Having held for Black & Decker on the economic substance argument, Judge Quarles entered judgment for Black & Decker, ruling that Black & Decker is entitled to the $57 million refund and dismissing the government’s counterclaims.
The Latest in a Series of Defeats
The government’s loss followed a string of interim defeats in the case, not only on the government’s own motion for summary judgment, but also on a number of important discovery issues. In September 2003, Magistrate Judge Gesner denied the government’s motion to compel production of work product prepared by Black & Decker and Deloitte & Touche, who advised Black & Decker on the transaction. The magistrate ruled that Black & Decker’s intended reliance on opinion letters written by Deloitte & Touche did not waive work product claims on documents underlying or related to the opinion letters.
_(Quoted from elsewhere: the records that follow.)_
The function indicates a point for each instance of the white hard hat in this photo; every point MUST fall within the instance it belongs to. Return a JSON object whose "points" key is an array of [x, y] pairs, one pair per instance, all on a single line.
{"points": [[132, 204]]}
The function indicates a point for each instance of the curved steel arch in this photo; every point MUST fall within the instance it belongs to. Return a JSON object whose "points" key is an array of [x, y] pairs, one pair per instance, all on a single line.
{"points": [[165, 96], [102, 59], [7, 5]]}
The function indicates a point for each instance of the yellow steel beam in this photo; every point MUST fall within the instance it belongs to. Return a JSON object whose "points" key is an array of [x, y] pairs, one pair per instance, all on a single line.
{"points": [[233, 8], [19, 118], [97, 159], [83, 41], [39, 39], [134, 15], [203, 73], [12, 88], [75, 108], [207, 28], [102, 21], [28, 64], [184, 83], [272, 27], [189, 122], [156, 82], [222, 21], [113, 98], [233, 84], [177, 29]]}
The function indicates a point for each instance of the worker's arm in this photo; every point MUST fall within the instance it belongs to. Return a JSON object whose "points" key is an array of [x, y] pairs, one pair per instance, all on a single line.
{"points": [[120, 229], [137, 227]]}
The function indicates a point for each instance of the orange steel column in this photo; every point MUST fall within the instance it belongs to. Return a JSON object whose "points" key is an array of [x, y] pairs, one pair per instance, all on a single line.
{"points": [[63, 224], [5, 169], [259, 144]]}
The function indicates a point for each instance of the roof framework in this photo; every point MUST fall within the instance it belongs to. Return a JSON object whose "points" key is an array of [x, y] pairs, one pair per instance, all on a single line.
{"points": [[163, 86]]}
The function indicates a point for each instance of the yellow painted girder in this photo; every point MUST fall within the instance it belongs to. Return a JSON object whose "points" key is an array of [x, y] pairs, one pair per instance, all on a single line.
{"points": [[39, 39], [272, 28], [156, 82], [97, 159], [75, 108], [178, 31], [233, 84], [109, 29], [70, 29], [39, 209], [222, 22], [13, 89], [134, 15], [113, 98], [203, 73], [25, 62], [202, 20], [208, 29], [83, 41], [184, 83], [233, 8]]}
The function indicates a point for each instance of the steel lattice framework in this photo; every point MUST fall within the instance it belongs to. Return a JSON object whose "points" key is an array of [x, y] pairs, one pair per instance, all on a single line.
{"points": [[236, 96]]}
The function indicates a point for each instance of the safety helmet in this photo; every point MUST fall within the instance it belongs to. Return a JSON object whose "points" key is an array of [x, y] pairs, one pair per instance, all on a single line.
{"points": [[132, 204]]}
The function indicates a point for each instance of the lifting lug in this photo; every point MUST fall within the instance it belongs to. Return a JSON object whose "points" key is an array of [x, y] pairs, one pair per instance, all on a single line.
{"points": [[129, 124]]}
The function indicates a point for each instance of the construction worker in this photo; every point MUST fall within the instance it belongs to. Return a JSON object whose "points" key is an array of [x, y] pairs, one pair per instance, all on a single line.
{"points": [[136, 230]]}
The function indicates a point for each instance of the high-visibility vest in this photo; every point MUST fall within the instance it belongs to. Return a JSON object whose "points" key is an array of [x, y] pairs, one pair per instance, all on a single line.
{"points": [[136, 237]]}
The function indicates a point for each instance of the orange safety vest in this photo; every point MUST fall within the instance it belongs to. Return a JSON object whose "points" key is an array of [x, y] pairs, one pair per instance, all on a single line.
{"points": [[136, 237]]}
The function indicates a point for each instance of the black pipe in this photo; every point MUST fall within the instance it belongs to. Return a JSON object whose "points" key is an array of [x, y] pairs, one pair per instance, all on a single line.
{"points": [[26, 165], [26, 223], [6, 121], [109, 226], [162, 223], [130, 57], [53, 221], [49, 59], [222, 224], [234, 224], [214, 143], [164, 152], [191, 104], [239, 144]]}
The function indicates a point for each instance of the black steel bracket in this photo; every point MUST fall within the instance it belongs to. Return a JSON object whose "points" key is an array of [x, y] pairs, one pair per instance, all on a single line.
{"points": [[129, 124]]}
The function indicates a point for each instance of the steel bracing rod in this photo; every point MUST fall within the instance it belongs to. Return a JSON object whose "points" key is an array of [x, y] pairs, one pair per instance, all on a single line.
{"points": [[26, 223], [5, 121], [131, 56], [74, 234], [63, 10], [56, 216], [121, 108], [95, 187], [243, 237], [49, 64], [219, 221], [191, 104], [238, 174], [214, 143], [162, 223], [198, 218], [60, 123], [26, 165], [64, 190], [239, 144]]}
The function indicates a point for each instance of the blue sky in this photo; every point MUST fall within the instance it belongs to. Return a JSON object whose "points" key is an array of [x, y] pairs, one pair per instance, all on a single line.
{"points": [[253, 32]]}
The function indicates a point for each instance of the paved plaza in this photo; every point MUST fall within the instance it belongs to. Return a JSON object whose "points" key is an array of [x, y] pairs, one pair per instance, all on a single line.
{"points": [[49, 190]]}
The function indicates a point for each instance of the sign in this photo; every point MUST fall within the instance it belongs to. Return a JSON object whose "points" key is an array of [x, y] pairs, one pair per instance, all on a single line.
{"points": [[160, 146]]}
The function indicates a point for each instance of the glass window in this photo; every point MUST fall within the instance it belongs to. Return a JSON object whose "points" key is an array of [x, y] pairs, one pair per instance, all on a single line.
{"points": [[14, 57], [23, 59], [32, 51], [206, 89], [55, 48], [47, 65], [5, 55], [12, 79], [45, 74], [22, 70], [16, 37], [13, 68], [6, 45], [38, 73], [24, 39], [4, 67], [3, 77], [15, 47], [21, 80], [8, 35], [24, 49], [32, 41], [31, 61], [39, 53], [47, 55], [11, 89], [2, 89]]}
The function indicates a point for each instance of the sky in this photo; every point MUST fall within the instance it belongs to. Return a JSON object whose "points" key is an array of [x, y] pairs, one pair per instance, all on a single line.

The government also failed in its efforts to withhold production of an unredacted Field Service Advice (“FSA”) memorandum it inadvertently produced. Black & Decker successfully argued that legal analysis had been improperly redacted from the public version of the FSA, in violation of § 6110(i), which requires the IRS to publicly disclose legal analysis contained in FSAs and other Chief Counsel advice. The magistrate also denied the government’s motion for a protective order, in which the government sought to block Black & Decker’s efforts to depose LMSB officials Frank Ng and David Harris.
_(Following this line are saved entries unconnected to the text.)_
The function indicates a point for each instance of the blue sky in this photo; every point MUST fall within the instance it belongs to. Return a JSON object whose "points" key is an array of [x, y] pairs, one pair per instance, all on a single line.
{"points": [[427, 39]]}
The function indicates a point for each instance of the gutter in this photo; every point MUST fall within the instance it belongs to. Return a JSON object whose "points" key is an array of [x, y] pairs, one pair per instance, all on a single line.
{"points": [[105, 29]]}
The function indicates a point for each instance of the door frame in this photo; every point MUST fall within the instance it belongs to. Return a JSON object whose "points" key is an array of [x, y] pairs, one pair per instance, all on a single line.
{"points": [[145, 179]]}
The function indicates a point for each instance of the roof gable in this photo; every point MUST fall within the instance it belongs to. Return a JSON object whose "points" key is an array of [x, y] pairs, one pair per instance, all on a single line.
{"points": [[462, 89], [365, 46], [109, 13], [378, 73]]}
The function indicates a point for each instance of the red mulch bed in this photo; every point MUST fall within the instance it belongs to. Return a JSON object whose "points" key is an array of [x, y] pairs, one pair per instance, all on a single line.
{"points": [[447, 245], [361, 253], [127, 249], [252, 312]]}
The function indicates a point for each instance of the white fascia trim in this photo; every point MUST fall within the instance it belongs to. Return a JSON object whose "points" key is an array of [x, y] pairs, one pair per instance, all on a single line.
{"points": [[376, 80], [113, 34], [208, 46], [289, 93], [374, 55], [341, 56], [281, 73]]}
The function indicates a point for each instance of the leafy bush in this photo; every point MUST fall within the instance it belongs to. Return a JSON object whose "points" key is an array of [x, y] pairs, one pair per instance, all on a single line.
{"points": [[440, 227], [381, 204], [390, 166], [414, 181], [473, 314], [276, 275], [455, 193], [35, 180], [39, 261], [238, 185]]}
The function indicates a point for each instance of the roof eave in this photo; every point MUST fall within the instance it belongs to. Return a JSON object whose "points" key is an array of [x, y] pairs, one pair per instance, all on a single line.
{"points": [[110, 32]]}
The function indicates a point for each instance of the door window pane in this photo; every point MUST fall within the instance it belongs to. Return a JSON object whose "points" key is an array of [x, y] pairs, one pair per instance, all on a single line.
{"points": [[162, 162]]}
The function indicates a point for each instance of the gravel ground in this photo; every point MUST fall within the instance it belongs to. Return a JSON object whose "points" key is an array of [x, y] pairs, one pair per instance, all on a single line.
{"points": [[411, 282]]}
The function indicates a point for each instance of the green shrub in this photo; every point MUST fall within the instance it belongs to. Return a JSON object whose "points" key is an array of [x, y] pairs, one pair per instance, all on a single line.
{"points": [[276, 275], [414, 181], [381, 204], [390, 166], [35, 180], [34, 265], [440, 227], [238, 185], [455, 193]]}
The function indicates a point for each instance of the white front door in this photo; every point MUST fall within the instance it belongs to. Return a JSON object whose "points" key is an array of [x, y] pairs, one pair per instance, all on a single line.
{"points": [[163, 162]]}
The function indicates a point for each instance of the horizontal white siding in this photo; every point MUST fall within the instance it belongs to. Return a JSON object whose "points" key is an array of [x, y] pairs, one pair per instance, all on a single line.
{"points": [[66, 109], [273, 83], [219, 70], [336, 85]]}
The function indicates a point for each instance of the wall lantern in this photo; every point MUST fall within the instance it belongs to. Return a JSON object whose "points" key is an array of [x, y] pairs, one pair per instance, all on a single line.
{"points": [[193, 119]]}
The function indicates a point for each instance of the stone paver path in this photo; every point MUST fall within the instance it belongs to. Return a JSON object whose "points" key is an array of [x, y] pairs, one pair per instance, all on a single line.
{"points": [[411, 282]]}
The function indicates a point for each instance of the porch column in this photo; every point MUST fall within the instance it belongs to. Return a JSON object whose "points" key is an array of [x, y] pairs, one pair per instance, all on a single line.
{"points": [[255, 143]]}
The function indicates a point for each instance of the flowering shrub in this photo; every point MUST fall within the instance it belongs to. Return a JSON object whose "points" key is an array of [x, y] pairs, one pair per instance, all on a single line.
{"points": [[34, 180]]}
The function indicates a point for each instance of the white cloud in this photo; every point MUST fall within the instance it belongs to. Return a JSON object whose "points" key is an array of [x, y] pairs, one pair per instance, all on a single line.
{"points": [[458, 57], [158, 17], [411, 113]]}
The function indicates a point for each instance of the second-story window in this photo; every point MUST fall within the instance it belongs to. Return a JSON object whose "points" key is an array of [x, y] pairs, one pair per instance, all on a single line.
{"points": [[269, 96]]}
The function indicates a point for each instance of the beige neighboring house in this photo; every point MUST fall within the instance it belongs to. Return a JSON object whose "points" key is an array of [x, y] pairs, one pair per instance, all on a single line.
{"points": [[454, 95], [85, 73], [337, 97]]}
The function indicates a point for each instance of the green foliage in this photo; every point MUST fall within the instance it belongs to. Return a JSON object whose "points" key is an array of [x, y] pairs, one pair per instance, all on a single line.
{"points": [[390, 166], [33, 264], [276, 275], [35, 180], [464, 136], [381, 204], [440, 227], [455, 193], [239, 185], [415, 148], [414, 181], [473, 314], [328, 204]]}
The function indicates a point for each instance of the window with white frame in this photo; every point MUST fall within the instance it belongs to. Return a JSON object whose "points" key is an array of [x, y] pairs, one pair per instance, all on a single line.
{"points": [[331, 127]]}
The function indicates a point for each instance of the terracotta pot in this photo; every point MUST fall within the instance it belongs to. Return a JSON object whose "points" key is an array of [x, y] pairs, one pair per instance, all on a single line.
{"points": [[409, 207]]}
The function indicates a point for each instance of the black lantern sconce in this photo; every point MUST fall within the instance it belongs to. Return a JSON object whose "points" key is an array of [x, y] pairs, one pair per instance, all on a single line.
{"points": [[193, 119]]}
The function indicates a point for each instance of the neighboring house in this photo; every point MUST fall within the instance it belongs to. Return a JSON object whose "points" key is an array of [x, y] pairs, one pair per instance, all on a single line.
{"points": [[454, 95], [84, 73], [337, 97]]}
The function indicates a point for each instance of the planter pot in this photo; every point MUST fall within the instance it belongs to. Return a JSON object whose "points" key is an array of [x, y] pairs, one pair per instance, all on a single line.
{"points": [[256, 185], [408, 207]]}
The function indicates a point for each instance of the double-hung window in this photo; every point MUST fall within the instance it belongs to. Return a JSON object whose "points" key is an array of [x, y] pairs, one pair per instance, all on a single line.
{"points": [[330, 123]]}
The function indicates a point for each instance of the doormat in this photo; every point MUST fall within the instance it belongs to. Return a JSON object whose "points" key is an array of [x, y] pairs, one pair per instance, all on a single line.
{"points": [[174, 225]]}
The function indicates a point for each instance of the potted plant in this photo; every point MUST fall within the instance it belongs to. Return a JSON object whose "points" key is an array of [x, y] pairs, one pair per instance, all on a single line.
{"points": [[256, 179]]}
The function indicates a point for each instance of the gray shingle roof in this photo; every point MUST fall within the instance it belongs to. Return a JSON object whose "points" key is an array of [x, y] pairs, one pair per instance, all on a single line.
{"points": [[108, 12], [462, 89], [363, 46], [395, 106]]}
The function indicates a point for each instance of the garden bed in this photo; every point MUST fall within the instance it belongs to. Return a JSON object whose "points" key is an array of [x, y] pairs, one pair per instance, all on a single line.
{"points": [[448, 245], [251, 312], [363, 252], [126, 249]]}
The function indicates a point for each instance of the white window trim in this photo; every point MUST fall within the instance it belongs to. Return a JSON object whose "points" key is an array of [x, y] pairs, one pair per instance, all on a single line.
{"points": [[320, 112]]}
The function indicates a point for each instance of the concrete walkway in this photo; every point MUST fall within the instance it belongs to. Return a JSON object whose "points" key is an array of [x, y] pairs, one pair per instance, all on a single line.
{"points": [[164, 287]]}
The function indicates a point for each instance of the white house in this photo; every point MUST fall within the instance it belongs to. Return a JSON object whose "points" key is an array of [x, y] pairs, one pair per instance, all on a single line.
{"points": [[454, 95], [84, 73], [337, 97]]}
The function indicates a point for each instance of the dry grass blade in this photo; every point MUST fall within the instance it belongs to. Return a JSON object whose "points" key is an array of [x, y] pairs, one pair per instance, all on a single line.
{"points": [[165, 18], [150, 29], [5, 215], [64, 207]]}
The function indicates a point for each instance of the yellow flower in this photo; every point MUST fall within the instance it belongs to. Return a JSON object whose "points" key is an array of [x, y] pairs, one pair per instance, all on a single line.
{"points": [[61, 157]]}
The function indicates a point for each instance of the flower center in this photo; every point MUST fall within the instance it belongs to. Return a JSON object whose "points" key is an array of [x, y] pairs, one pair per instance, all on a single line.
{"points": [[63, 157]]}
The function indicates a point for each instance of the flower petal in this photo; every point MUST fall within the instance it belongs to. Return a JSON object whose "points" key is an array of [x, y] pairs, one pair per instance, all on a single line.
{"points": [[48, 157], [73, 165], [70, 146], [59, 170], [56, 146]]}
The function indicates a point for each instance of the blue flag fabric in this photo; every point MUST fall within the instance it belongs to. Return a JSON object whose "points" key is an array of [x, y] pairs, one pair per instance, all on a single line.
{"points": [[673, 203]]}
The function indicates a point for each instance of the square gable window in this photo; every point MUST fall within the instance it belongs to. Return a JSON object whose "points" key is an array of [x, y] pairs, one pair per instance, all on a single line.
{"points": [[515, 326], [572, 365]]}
The Black & Decker case also was notable for the level of discovery Black & Decker was able to obtain from the government on the penalty issue. The Government imposed a 40% gross valuation misstatement penalty despite a revenue ruling and contemporaneous Field Service Advice memoranda supporting Black & Decker’s statutory interpretation and despite Black & Decker’s application for penalty relief under the Announcement 2002-2 voluntary disclosure program. In developing its case for penalty relief under Announcement 2002-2, Black & Decker deposed six IRS officials and obtained evidence that the IRS had engaged in disparate treatment of similarly situated taxpayers in its administration of the Announcement 2002-2 amnesty program. The victory for Black & Decker on the underlying merits of the case eliminated the need for the court to address the government's $41 million penalty claim, which was conditioned on the government prevailing on the merits.